There are definitely more pros than cons for the telemedicine model. In the study, most women said they would choose a telemedicine consultation again rather than an in-person visit.
Is there support for the changes being made permanent?
Whether the current model continues, with both medicines taken at home, is really bound up in the law. The best-case scenario would be decriminalisation of abortion in the UK. At the moment, we’re still governed by the 1861 Offences Against the Person Act, which prohibits abortion in all circumstances and the 1967 Abortion Act, which prevents women and doctors from being prosecuted as long as abortions are performed under certain circumstances. The best thing to do would be to decriminalise abortion and so remove medically unnecessary restrictions on care provision.

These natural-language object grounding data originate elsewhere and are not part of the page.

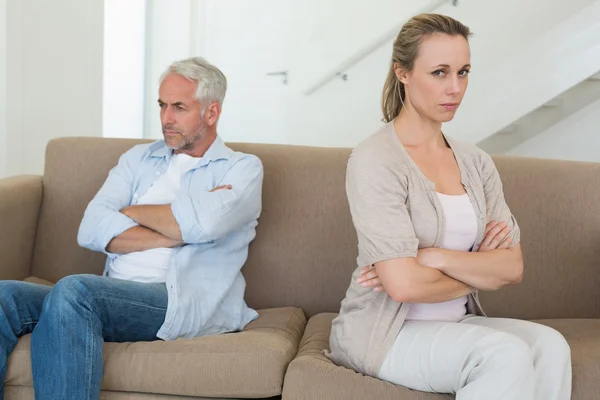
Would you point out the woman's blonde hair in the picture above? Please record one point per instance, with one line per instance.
(406, 49)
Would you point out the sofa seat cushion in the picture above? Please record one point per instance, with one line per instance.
(332, 382)
(250, 363)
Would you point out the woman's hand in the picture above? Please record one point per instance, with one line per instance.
(495, 237)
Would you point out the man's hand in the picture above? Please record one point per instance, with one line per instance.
(496, 237)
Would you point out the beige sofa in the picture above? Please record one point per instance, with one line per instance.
(299, 268)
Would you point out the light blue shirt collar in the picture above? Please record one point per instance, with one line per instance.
(216, 151)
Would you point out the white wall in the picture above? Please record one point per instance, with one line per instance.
(575, 138)
(3, 114)
(168, 38)
(124, 65)
(310, 38)
(54, 81)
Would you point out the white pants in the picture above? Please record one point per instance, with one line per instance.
(481, 358)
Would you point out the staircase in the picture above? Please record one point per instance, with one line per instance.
(544, 117)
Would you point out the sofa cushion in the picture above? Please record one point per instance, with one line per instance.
(329, 381)
(39, 281)
(250, 363)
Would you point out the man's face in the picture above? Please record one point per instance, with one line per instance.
(181, 113)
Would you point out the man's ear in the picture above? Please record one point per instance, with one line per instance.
(212, 113)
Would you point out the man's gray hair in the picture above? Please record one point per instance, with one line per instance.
(211, 84)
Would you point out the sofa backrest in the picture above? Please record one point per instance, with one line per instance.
(305, 249)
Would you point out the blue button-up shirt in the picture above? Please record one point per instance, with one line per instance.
(204, 282)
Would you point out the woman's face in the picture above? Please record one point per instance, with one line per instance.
(436, 85)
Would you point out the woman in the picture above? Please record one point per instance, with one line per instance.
(433, 228)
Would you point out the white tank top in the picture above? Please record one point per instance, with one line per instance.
(459, 234)
(151, 266)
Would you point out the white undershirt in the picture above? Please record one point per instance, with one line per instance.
(151, 266)
(460, 232)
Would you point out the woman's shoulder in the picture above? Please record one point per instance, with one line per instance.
(470, 153)
(379, 150)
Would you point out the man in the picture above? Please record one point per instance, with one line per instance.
(175, 218)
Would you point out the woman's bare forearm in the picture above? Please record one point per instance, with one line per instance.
(140, 238)
(489, 270)
(408, 281)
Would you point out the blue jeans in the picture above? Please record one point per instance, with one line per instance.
(69, 324)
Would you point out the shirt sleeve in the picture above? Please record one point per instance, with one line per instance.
(207, 216)
(103, 219)
(377, 196)
(496, 207)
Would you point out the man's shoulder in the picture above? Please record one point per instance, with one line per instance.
(238, 157)
(142, 151)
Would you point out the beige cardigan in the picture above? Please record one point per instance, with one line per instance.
(395, 212)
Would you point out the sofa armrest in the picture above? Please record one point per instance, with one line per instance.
(20, 201)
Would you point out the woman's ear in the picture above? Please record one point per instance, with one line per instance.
(401, 74)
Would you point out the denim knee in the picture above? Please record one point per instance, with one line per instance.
(69, 293)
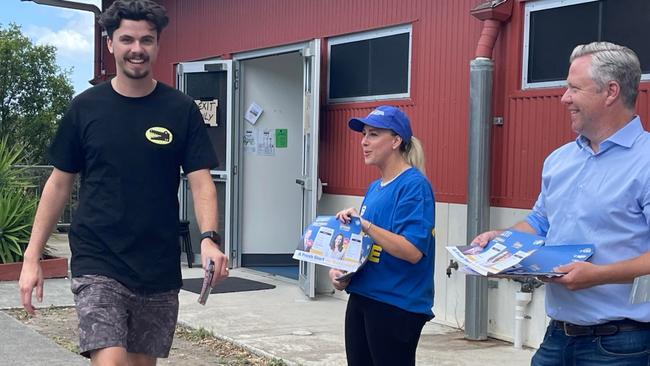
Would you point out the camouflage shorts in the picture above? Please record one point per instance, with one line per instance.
(110, 315)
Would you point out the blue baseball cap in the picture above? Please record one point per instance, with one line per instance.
(387, 117)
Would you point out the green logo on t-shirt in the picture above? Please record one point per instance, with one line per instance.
(159, 135)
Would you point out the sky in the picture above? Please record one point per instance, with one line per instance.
(70, 31)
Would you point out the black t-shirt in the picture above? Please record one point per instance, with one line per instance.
(129, 152)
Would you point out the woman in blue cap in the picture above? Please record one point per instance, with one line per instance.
(391, 296)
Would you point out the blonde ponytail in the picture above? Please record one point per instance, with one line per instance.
(414, 154)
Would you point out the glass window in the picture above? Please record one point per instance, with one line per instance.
(554, 27)
(370, 66)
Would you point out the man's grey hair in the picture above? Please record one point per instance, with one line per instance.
(611, 62)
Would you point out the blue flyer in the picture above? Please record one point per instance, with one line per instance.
(331, 243)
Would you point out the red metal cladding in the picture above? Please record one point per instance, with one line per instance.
(445, 37)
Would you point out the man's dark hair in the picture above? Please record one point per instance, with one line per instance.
(133, 10)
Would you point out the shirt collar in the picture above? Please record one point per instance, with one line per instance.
(624, 137)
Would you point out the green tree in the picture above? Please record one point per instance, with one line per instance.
(34, 93)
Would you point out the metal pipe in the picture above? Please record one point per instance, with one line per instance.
(478, 189)
(488, 38)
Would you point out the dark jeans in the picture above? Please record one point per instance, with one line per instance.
(380, 334)
(628, 348)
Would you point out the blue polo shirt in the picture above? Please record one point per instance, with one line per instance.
(405, 207)
(601, 198)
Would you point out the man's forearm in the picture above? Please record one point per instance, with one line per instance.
(626, 271)
(204, 195)
(55, 194)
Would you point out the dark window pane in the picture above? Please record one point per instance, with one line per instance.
(554, 33)
(389, 57)
(349, 69)
(377, 66)
(625, 22)
(209, 86)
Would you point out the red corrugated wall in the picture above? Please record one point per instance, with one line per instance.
(444, 40)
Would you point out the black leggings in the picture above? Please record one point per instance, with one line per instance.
(380, 334)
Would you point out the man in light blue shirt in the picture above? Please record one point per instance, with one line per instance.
(597, 190)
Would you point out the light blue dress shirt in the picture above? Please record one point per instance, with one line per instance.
(601, 198)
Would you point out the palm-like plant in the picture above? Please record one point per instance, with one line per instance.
(17, 207)
(16, 218)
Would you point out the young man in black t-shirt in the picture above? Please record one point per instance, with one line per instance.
(128, 139)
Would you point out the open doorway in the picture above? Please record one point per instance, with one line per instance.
(276, 145)
(270, 199)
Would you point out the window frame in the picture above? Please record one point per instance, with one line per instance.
(367, 35)
(537, 6)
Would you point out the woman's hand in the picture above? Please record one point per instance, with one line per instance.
(482, 239)
(339, 285)
(346, 215)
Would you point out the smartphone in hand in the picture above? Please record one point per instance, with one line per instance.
(207, 283)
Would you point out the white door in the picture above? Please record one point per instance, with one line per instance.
(210, 84)
(309, 180)
(278, 153)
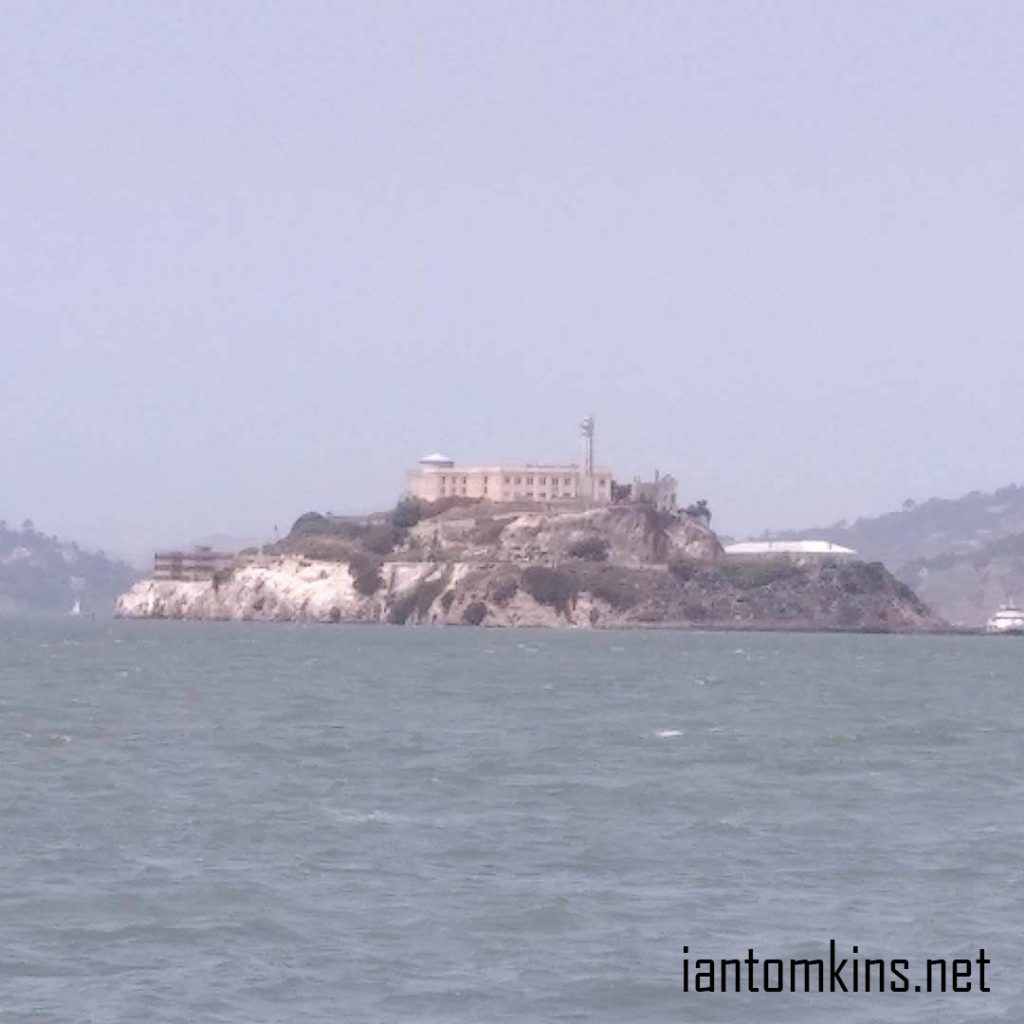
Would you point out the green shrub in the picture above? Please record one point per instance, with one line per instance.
(474, 613)
(503, 590)
(488, 530)
(365, 568)
(683, 568)
(401, 608)
(407, 513)
(759, 573)
(550, 587)
(616, 591)
(591, 549)
(382, 538)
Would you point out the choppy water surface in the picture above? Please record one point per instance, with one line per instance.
(257, 823)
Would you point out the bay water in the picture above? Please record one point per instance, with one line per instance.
(243, 822)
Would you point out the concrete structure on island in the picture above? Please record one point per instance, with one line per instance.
(660, 492)
(199, 564)
(439, 476)
(788, 549)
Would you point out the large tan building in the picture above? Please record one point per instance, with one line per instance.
(438, 476)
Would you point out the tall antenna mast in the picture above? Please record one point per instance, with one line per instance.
(587, 483)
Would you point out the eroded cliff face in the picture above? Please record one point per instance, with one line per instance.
(603, 568)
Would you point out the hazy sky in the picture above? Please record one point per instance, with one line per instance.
(260, 257)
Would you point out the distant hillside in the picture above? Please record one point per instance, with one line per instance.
(964, 556)
(470, 562)
(40, 573)
(938, 526)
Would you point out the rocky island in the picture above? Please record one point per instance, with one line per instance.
(470, 561)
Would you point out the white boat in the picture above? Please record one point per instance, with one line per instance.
(1009, 619)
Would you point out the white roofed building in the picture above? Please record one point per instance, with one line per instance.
(788, 549)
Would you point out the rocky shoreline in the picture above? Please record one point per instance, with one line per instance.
(482, 565)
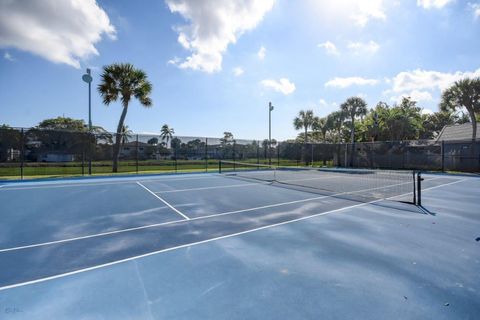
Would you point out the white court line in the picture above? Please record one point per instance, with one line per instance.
(62, 275)
(175, 248)
(165, 202)
(190, 219)
(90, 183)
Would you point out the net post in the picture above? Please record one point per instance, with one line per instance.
(206, 154)
(22, 156)
(414, 174)
(442, 151)
(136, 154)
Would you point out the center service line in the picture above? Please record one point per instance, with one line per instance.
(158, 197)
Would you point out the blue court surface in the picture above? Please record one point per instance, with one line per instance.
(209, 246)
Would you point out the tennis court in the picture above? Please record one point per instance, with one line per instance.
(248, 243)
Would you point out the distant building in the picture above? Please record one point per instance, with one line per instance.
(56, 157)
(458, 132)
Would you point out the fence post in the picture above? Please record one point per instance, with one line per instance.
(206, 154)
(136, 154)
(258, 152)
(311, 147)
(22, 157)
(93, 141)
(278, 154)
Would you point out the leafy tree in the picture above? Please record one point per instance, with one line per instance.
(352, 108)
(123, 81)
(432, 124)
(464, 94)
(166, 133)
(305, 121)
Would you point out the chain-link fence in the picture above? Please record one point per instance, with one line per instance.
(33, 153)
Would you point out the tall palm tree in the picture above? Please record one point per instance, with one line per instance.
(464, 93)
(320, 125)
(166, 133)
(352, 108)
(123, 81)
(335, 122)
(304, 120)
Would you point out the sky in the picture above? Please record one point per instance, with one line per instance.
(215, 65)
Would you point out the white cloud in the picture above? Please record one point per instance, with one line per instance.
(212, 26)
(426, 111)
(429, 4)
(370, 47)
(59, 31)
(364, 11)
(350, 81)
(475, 8)
(8, 56)
(428, 80)
(329, 47)
(283, 85)
(261, 53)
(238, 71)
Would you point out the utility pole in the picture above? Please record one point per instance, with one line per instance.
(270, 109)
(87, 77)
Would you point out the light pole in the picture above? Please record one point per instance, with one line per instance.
(270, 109)
(88, 79)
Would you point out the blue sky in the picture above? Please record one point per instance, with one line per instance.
(215, 65)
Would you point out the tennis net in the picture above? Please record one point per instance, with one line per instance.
(355, 184)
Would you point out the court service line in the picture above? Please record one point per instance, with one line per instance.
(165, 202)
(93, 183)
(202, 217)
(215, 187)
(183, 220)
(62, 275)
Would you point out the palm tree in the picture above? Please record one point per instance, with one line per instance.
(335, 122)
(352, 108)
(304, 120)
(123, 81)
(464, 93)
(166, 133)
(320, 125)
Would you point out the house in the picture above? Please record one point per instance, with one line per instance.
(458, 132)
(56, 157)
(129, 150)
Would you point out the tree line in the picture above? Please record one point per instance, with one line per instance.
(355, 122)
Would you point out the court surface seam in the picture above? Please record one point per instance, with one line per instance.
(190, 219)
(201, 242)
(160, 198)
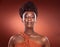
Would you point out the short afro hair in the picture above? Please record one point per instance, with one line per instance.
(29, 6)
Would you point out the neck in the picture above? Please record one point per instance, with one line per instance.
(29, 30)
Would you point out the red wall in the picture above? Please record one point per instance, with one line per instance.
(47, 21)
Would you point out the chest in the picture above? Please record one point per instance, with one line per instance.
(28, 42)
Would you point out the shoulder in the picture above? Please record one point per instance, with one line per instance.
(15, 37)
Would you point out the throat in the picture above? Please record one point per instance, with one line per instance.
(29, 31)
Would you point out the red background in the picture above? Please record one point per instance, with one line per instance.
(47, 21)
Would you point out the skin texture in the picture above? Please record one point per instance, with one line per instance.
(29, 38)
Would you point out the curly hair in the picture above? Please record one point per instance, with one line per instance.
(29, 6)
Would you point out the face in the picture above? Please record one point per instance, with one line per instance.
(29, 18)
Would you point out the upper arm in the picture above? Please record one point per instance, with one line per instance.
(11, 42)
(46, 42)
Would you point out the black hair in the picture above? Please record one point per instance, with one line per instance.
(29, 6)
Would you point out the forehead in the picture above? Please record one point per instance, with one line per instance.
(29, 13)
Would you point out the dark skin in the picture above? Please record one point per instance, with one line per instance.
(29, 20)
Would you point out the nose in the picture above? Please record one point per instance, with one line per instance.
(29, 19)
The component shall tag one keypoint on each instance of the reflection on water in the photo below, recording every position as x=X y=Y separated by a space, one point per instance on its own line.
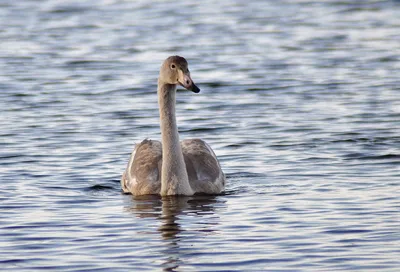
x=168 y=211
x=300 y=101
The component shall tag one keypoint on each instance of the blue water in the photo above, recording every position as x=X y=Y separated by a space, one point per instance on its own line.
x=300 y=101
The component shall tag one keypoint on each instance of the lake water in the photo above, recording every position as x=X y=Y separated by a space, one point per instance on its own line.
x=300 y=101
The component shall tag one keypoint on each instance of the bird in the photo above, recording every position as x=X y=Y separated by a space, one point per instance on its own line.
x=173 y=167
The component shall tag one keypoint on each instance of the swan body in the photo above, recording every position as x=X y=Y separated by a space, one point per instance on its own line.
x=171 y=167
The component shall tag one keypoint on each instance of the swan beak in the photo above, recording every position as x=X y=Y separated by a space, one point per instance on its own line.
x=188 y=83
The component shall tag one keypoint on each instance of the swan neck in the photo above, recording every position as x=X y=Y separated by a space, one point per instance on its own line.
x=174 y=178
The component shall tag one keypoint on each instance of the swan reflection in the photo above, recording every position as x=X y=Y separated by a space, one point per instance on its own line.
x=182 y=220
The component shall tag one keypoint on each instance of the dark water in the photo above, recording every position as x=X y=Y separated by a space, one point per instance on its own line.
x=300 y=100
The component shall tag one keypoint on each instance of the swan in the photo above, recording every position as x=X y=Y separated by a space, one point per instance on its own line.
x=171 y=167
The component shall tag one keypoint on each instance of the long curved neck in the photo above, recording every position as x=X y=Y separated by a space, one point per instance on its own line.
x=174 y=178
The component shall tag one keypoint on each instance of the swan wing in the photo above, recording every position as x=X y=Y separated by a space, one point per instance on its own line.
x=143 y=172
x=204 y=171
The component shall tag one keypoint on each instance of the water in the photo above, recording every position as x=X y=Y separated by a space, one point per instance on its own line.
x=300 y=100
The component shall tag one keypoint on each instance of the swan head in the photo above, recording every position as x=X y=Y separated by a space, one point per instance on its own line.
x=174 y=70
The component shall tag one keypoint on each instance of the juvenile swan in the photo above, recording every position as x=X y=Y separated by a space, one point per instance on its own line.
x=171 y=167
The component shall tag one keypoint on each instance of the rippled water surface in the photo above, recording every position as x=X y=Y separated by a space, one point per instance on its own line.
x=300 y=101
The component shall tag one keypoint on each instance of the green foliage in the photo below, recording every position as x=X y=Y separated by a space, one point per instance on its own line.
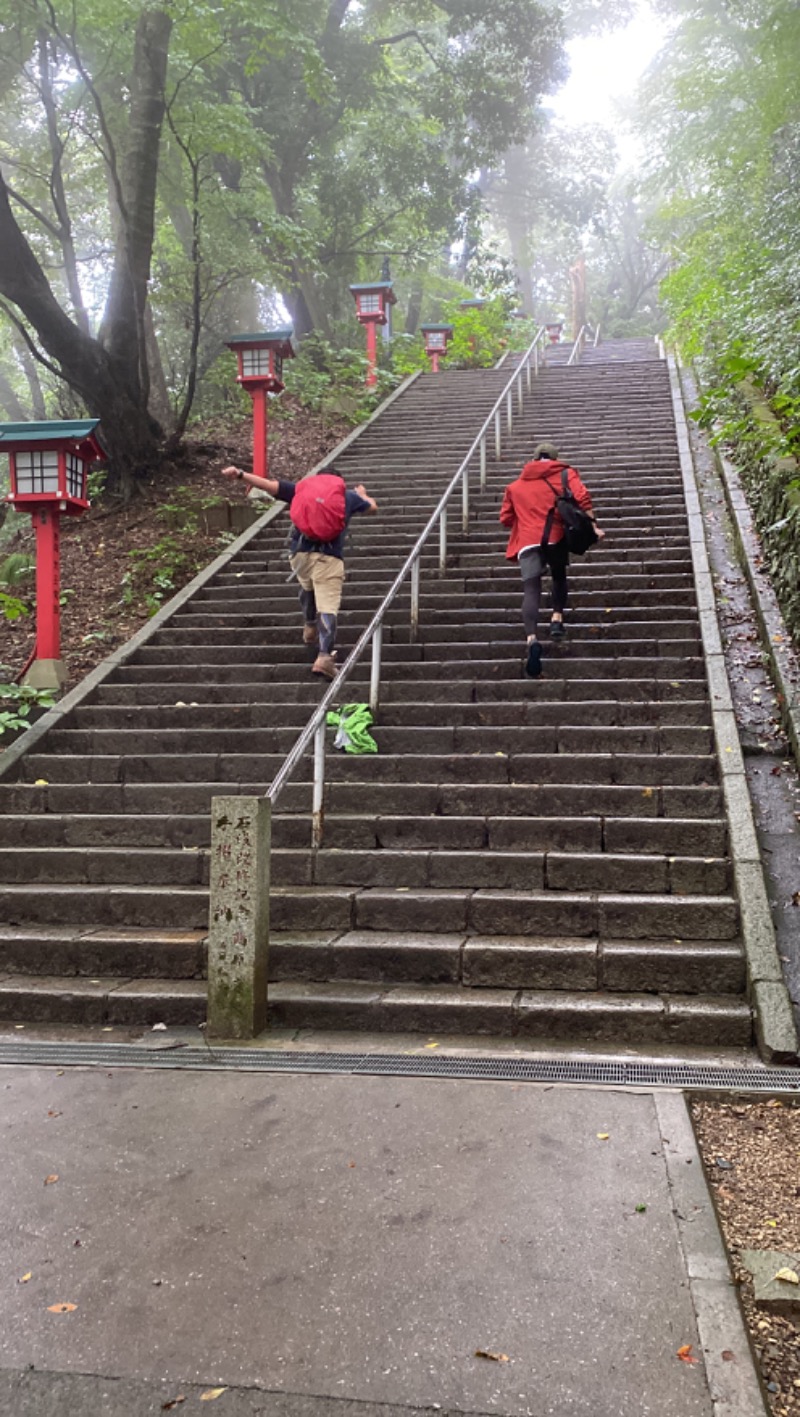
x=16 y=568
x=13 y=608
x=19 y=702
x=480 y=336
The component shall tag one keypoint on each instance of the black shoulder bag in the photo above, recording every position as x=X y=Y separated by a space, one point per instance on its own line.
x=579 y=530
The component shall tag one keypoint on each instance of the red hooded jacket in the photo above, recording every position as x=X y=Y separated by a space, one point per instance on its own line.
x=528 y=500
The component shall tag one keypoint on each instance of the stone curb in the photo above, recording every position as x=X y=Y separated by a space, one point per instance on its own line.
x=734 y=1383
x=773 y=1016
x=33 y=736
x=775 y=636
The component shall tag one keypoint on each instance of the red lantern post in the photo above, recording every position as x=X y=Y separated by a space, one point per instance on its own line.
x=436 y=340
x=261 y=371
x=371 y=309
x=50 y=465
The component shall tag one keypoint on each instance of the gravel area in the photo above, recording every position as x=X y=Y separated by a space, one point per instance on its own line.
x=752 y=1161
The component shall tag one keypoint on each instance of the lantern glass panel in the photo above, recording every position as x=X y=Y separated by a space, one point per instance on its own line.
x=255 y=363
x=75 y=471
x=37 y=472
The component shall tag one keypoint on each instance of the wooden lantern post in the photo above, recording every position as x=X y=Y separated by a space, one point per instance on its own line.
x=373 y=302
x=50 y=466
x=261 y=371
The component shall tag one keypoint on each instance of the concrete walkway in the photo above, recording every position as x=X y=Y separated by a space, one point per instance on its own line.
x=349 y=1246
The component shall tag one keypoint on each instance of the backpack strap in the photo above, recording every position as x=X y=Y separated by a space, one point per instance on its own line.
x=547 y=527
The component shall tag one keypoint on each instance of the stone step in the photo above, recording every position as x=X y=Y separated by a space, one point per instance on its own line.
x=439 y=869
x=407 y=798
x=391 y=740
x=475 y=961
x=254 y=716
x=670 y=836
x=646 y=770
x=344 y=907
x=193 y=695
x=555 y=1016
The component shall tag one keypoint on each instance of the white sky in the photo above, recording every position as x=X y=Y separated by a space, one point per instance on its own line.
x=605 y=70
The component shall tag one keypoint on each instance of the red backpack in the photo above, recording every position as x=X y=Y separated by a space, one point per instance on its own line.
x=317 y=506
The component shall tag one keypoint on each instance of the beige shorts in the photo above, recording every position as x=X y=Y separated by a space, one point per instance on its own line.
x=323 y=576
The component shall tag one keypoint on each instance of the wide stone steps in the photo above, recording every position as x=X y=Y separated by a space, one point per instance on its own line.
x=535 y=859
x=705 y=838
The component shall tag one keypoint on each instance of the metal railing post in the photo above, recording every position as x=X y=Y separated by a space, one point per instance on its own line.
x=375 y=669
x=443 y=542
x=415 y=601
x=319 y=788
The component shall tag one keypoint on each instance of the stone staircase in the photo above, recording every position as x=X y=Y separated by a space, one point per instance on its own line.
x=535 y=859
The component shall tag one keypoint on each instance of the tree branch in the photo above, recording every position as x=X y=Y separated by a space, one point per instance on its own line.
x=34 y=350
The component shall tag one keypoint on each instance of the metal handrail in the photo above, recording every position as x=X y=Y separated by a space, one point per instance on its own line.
x=316 y=726
x=578 y=347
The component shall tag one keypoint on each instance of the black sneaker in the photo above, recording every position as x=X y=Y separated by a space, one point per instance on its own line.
x=533 y=665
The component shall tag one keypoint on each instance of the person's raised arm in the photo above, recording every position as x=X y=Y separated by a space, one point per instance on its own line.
x=266 y=483
x=363 y=493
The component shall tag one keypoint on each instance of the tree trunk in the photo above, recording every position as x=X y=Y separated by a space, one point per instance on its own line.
x=123 y=322
x=101 y=380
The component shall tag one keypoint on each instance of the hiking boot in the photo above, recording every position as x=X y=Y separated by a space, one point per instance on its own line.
x=326 y=666
x=533 y=662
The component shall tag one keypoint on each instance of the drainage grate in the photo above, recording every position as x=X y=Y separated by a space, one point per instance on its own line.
x=392 y=1064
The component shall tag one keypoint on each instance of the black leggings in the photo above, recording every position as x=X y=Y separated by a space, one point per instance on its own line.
x=557 y=560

The next best thing would be for the advice that came out during COVID to be made permanent. There have been public consultations for that in England, Scotland and Wales. The Scottish consultation reported in June. Unfortunately, there was a strong effort from anti-abortion campaigners to spam the results, but I think that has been acknowledged. The conclusion was that the current approach would continue for now, but there would be an independent evaluation into whether or not it should continue in the future.
The headline finding from our study was that telemedicine for medical abortion is safe and effective, and very, very acceptable to the people using it. In terms of support for it being made permanent, there’s support amongst women and there’s support amongst clinicians as well. The people who oppose it are generally the people who oppose abortion in all circumstances.
This feature appeared in the July 2021 edition of the Eurobulletin.